We understand that Mayor Jackson made the following comments at a recent Council meeting:
Um, the only other thing I wanted to mention Mr. Hodgins is that and you referred to understanding what was happening with Council and how they felt and actively being involved. I'm assuming before a Public Hearing and just for the record I have to state that obviously this Council is anything has come before us and it goes to first and second reading we can certainly talk about all kind of things but we must take great care not to prejudice a decision of any member of Council in case it is seen by a court at any particular time as that person being biased on way or another. And as you remember when I go to Public Hearing we talk about sitting in a quasi-judicial settling. That means we have to be going into a public hearing with an open mind, looking at everything with new eyes and new ears from not only the applicant or the landowner but also from the public as well. So I just wanted to state that for people who may not maybe understand the question of the setting for a public hearing and any person that has perhaps been deemed to have already made up their mind may be disqualified from voting on the issue.

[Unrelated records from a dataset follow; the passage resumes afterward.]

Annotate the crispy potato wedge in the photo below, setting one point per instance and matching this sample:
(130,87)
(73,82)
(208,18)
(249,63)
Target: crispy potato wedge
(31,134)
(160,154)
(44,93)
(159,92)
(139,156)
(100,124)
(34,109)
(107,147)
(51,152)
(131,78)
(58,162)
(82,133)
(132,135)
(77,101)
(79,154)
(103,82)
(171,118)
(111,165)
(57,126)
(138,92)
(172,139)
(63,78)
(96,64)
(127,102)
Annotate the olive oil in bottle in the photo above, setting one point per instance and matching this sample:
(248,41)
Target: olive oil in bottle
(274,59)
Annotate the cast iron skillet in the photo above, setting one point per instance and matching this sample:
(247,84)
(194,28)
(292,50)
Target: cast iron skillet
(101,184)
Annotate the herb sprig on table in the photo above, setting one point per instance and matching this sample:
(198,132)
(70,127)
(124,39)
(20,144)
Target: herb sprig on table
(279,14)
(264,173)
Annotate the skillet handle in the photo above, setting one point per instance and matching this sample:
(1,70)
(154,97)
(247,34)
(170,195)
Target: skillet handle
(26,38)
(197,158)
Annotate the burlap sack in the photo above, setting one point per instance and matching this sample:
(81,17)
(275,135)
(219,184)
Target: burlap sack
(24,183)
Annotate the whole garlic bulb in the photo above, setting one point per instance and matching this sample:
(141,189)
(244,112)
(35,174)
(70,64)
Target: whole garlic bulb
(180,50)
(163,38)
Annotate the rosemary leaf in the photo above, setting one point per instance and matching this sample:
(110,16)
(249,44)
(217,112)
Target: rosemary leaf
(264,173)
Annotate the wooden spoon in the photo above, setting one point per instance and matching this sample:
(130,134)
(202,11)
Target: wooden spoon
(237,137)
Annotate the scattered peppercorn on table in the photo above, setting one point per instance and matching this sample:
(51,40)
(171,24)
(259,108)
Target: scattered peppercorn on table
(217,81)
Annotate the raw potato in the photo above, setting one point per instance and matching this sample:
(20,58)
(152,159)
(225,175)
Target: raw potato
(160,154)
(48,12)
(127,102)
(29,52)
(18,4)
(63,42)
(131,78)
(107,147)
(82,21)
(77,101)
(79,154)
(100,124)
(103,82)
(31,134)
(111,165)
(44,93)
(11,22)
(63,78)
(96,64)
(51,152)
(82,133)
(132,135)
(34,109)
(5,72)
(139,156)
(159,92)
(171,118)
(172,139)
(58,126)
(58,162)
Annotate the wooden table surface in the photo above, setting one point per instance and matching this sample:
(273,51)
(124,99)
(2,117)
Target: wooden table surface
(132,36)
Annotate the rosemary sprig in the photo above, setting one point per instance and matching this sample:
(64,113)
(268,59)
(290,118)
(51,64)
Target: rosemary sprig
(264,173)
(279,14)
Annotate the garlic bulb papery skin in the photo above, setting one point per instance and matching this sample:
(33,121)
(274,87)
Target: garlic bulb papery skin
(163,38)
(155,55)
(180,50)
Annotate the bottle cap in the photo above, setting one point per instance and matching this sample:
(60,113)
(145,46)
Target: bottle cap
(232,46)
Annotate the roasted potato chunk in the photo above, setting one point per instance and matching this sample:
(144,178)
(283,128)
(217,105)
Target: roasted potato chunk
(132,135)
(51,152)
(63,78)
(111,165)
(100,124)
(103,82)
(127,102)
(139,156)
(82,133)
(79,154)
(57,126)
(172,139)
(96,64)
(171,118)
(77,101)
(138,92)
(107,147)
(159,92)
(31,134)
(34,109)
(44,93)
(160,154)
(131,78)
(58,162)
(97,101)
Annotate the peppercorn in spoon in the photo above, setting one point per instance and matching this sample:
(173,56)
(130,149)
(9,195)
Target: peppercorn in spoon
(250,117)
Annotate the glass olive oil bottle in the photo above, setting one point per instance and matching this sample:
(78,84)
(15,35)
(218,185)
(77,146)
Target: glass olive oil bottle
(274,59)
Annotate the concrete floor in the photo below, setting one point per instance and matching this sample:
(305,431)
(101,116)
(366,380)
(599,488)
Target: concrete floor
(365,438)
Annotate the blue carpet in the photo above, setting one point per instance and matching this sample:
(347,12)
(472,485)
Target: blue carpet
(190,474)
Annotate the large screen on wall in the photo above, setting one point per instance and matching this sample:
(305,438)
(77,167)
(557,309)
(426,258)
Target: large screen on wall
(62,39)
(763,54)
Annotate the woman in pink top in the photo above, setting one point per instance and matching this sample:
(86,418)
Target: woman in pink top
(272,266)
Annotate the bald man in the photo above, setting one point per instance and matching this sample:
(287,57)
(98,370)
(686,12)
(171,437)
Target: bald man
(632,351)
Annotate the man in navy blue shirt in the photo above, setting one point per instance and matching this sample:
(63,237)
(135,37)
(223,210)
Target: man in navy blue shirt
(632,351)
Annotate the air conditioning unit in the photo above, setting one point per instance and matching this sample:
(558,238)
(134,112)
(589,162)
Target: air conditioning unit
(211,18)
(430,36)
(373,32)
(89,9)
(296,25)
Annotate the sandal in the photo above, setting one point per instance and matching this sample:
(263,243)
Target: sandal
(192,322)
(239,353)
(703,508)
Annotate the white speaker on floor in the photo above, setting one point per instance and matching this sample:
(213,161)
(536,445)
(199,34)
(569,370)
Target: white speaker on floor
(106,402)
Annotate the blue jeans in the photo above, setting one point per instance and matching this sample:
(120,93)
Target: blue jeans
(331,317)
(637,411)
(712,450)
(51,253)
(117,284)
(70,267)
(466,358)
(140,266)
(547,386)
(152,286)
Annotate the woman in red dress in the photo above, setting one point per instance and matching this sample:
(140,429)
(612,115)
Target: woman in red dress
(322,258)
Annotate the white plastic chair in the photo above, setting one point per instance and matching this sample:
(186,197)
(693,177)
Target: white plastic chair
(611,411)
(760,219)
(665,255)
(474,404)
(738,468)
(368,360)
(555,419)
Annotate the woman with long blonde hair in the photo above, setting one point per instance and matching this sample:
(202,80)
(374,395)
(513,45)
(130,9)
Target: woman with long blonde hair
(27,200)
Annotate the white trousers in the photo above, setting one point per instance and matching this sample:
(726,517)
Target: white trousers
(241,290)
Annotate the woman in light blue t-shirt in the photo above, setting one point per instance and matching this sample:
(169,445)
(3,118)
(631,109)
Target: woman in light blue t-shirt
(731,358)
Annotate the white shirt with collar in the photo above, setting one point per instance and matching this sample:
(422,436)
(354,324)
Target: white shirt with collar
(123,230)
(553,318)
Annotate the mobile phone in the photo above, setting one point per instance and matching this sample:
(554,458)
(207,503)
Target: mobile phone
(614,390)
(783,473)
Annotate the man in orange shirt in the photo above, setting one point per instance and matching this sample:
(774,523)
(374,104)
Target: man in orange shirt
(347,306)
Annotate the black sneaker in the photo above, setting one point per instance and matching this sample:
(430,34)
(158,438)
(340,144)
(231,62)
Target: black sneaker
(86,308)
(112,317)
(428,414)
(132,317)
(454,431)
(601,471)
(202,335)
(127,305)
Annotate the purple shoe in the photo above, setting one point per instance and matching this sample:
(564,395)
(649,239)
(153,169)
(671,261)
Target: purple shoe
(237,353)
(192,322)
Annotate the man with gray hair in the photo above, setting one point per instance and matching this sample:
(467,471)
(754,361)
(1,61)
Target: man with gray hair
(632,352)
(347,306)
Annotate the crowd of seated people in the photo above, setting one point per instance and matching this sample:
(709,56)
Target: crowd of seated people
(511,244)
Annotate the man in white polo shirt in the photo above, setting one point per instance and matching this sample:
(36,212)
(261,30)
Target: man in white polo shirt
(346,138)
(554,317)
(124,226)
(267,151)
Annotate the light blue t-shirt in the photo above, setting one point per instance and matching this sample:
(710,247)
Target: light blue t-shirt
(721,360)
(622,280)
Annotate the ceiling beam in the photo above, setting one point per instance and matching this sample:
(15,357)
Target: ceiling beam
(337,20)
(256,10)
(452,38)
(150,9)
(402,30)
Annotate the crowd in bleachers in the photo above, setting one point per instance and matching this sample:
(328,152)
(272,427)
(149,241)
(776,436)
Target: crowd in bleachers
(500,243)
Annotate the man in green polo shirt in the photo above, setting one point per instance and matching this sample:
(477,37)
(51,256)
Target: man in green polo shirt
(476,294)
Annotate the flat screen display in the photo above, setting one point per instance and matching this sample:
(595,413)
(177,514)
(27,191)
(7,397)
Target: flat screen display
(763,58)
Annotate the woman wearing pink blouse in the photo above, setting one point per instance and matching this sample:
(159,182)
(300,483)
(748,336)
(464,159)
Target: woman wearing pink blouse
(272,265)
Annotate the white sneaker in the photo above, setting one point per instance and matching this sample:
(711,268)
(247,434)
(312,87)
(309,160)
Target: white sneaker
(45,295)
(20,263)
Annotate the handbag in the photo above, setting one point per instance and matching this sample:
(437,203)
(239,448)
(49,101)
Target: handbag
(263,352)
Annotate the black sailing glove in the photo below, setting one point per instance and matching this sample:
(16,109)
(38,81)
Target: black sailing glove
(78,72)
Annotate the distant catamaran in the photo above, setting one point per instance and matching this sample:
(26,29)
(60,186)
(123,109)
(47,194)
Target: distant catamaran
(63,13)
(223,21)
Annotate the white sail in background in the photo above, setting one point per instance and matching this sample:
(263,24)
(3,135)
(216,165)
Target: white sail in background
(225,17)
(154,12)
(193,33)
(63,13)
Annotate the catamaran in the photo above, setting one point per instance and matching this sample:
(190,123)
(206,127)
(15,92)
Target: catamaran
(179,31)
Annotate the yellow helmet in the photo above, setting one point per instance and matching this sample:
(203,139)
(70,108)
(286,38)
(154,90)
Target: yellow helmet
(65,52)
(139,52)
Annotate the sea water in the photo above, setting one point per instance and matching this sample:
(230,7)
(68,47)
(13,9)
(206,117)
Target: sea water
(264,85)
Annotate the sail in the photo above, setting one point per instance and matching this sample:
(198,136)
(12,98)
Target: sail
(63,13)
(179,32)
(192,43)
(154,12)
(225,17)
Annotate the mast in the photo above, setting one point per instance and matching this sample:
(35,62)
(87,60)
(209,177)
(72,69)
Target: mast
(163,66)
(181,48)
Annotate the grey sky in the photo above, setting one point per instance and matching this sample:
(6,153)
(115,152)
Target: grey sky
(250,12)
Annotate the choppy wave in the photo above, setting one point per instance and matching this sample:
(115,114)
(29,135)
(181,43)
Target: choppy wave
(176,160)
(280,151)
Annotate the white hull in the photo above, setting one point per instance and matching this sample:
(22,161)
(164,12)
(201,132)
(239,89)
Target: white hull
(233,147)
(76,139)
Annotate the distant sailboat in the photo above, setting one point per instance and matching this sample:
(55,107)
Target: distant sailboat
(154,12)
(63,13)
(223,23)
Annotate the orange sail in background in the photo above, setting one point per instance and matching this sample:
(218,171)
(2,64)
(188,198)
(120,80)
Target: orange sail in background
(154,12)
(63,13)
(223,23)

So with that I would ask you, Mr. Harvie were there any comments you wanted to make, were there any questions that Council wanted to bring forward as a result of the presentation?
In our view, this is a correct statement of the law as set out above. Council members are entitled to hold opinions about matters that may come before them in a public hearing context, and to publicly state those opinions, but if they do so in a manner that indicates that they have prejudged the matter to the extent that what they hear at a public hearing cannot affect their views, they run the risk of having their participation in the hearing challenged on the basis of bias.